Key Learnings Link to heading
The most striking outcome was how much of the final code came directly from Claude—over 95% of the code in the final implementation was AI-generated. This wasn’t just boilerplate code either; it included proper error handling, test coverage, and infrastructure setup.
However, this success came with an important caveat. My experience with both Go and Kubernetes played a crucial role. I knew what components were needed for a working admission controller, how to debug Kubernetes events, and what a proper project structure should look like. Without this background, it would have been much harder to guide the AI or validate its output. Someone new to Go or Kubernetes would likely struggle to achieve the same results, even with identical AI assistance.
When I hit roadblocks with package imports or runtime errors, my experience helped me quickly identify solutions that might have taken a newcomer hours to figure out. For example, when our controller encountered certificate issues, I immediately knew to check the cert-manager logs rather than assuming it was a code problem.
Looking Forward Link to heading
While creating a working admission controller was satisfying, it’s just the beginning. A simple mutating controller that adds a label is perfect for learning, but running anything in production requires several additional layers of consideration.

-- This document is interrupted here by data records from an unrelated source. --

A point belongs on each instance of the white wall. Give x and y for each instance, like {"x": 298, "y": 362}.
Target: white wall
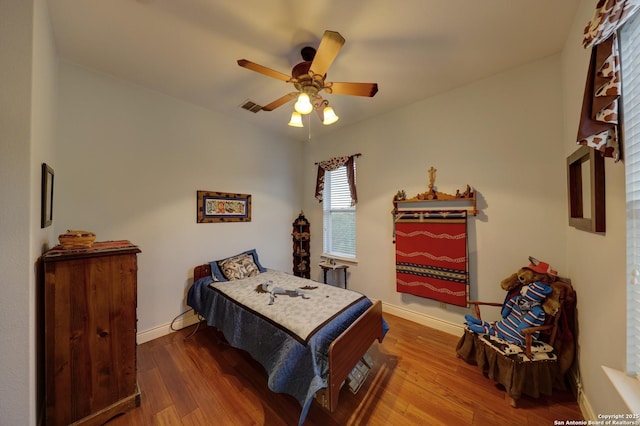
{"x": 130, "y": 163}
{"x": 596, "y": 263}
{"x": 43, "y": 107}
{"x": 502, "y": 136}
{"x": 26, "y": 140}
{"x": 17, "y": 392}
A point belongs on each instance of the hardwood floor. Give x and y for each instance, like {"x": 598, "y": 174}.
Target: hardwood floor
{"x": 417, "y": 379}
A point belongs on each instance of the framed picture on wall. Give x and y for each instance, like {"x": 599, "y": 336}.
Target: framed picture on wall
{"x": 46, "y": 214}
{"x": 223, "y": 207}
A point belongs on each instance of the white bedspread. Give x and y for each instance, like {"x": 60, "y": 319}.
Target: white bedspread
{"x": 287, "y": 300}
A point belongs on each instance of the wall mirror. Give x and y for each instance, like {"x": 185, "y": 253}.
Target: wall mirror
{"x": 585, "y": 179}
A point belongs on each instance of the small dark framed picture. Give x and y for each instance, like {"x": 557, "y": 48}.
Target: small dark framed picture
{"x": 46, "y": 215}
{"x": 223, "y": 207}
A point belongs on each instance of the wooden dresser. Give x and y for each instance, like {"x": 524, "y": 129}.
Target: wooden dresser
{"x": 90, "y": 332}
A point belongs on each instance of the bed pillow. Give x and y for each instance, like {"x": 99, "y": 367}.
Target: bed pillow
{"x": 218, "y": 275}
{"x": 239, "y": 267}
{"x": 254, "y": 254}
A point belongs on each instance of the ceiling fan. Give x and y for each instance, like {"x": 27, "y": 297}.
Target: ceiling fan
{"x": 308, "y": 77}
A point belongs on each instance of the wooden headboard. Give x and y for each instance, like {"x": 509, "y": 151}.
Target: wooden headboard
{"x": 201, "y": 271}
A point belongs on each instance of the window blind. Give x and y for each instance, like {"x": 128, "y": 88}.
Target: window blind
{"x": 630, "y": 69}
{"x": 339, "y": 216}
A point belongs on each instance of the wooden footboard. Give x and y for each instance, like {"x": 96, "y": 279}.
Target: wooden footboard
{"x": 349, "y": 348}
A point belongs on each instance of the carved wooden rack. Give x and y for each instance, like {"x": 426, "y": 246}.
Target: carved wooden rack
{"x": 435, "y": 201}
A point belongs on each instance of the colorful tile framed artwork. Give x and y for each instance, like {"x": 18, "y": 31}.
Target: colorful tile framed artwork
{"x": 223, "y": 207}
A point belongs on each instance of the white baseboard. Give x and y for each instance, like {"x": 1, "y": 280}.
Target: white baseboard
{"x": 429, "y": 321}
{"x": 190, "y": 319}
{"x": 184, "y": 321}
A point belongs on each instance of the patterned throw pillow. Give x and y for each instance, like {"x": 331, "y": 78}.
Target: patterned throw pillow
{"x": 239, "y": 267}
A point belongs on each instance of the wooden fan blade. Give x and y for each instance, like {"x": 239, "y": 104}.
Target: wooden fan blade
{"x": 353, "y": 89}
{"x": 263, "y": 70}
{"x": 330, "y": 45}
{"x": 280, "y": 101}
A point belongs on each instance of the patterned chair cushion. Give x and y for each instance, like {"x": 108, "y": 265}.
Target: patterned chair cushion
{"x": 540, "y": 351}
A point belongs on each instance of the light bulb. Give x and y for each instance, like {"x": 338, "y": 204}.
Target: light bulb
{"x": 330, "y": 117}
{"x": 296, "y": 119}
{"x": 303, "y": 105}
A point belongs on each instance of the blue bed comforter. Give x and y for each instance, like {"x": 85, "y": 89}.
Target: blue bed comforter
{"x": 294, "y": 368}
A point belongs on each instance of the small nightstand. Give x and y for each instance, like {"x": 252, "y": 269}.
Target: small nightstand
{"x": 329, "y": 267}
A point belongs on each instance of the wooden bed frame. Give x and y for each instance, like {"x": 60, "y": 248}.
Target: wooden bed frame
{"x": 344, "y": 352}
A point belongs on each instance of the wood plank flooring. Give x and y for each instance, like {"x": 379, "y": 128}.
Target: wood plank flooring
{"x": 417, "y": 379}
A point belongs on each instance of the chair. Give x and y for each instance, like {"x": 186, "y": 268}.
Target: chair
{"x": 540, "y": 365}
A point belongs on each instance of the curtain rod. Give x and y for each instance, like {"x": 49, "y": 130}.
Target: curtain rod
{"x": 354, "y": 155}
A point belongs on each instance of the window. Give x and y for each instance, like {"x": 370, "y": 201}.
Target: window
{"x": 630, "y": 69}
{"x": 339, "y": 216}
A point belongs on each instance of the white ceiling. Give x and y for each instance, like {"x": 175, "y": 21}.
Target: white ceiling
{"x": 413, "y": 49}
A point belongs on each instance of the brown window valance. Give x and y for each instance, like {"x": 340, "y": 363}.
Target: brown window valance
{"x": 598, "y": 127}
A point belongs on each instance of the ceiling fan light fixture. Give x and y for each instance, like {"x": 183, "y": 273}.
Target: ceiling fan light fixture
{"x": 296, "y": 119}
{"x": 330, "y": 116}
{"x": 303, "y": 104}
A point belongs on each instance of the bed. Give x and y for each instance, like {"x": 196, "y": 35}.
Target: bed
{"x": 308, "y": 356}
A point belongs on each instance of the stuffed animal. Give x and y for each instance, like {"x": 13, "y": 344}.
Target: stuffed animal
{"x": 521, "y": 311}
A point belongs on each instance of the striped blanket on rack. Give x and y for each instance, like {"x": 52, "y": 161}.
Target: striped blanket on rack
{"x": 432, "y": 256}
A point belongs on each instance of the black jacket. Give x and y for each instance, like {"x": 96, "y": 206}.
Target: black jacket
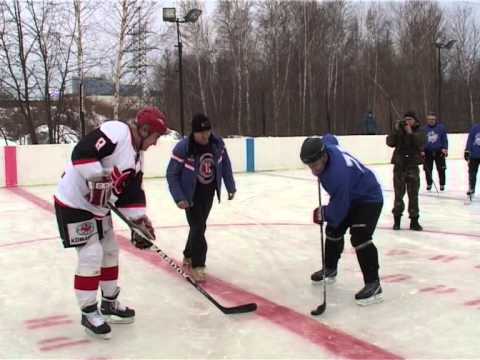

In the next part of this series, we’ll explore properly securing the controller—critical groundwork before considering production deployment.
From there, we’ll examine the release process, where we’ll discover interesting challenges around AI’s limitations with newer tools like goreleaser. Then we’ll tackle configuration management, testing, and observability—all the components that transform a working prototype into production-ready software.